“I’m sorry for that.” I drape my arm over the back of the tan suede couch. “Work is hard.”
“What do you do?”
“Trauma surgeon at St. Xavier’s.”
Understanding shines on her face as she turns to face me and shuffles a little closer. “I’m sorry. I can’t imagine the things you have to see every day.”
I shrug. “Most days, it isn’t that bad. Other days, it’s horrible. We do what we can, and then we move onto the next person.”
Izzy picks at the hem of my shirt. “Well, I hope that things won’t be as tense between us now. I know that you don’t like me, but I don’t want you to hate me either.”
“As annoying as you are, I find it hard to believe that anyone could hate you.” Bright white numbers glare at me from the stove. It’s creeping close to two in the morning. “I should let you get some sleep.”
I stand up, but she takes my hand and pulls me back down.
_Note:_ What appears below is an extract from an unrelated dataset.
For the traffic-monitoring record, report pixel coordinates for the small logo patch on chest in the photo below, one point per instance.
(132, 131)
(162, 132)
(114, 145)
Izzy smiles and grabs the blanket off the armchair, draping it over her lap.
“There’s no way that you’re taking off now when you’re just starting to talk to me like a normal person. Come on, I’m not tired. Tell me something else. If I have to spend the night in your apartment, I need to know that you’re not some crazy murderer.”
My eyebrows rise as I shift away from her on the couch, trying to keep distance between us. “I save lives for a living.”
The corner of her mouth curls upward. “And that’s a great cover story. It’s the one I would want to use if I was going around and kidnapping half-naked people who wandered out onto my fire escape.”
Despite my determination to keep a distance between us, I laugh. The smile she gives me as a reward is enough to send my heart racing. The careful control I’ve kept over my life for so long is slipping.
If I don’t get out of this room now, Izzy is going to worm her way into my life entirely. I can feel it now. There’s no resisting that smile of hers.
“If I was going to kill you, I wouldn’t have let you set foot in my apartment. That seems like it’s asking to get caught.”
She steeples her fingers together and nods. “You do make an excellent point. All right, so you’re not a killer. But there could still be nearly two dozen other red flags. For one, you have dusty guitars, but you act like you hate music. What’s that about?”
“Used to play.” I rub the back of my neck. The room shrinks around me, growing warmer as her entire face lights up.
“You have to play something for me. I always tried to pick up the guitar, but it never came as easily as the piano.”
I shake my head, wishing that I had left the window open so there was some cool air flowing through the room. “I don’t play anymore. I don’t have time for it.”
She gives me a flat look. “You have plenty of time for it right now. Please? Play something for me?”
“I don’t like playing for other people. I’ve had awful stage fright since I was a kid. And I’m going to be rusty. It’s not going to sound good.”
Izzy tosses the blanket to the side and gets up. As she heads into my bedroom, my gaze drops down to the sway of her hips. She comes back into the living room a moment later with my acoustic guitar in her hand.
“You can be as rusty as you like. Play something for me.”
How many of my ex-girlfriends have asked for a song and I’ve refused?
It was easy to tell those women no. I said that I didn’t play anymore, and they left it at that. Not Izzy.
No, she barges her way past boundaries with an optimism that I should find sickening. Instead, it’s addicting. I pull away, and she pushes right back.
Izzy takes my hand, sparks flying where she touches me. It takes everything in me not to flip my hand over and drag her into my lap. I want to see if that push and pull is still there when there’s nothing separating us.
Instead, she puts the neck of the guitar in my hand and sits back down. My stomach twists as I take a moment to tune the guitar the best that I can. I twist on the couch, propping one leg up on the cushion.
My knee brushes against hers, sending fire through my body as she reaches out and pats my thigh. As I strum the first notes of the song, my cock twitches.
She needs to keep that hand off me if we’re going to make it through the night with our clothes on.
Izzy tilts her head, her blond hair falling forward as she listens to me play. The soft smile on her face has me strumming one of my favorite songs. It’s quiet and slow, the melody haunting and beautiful.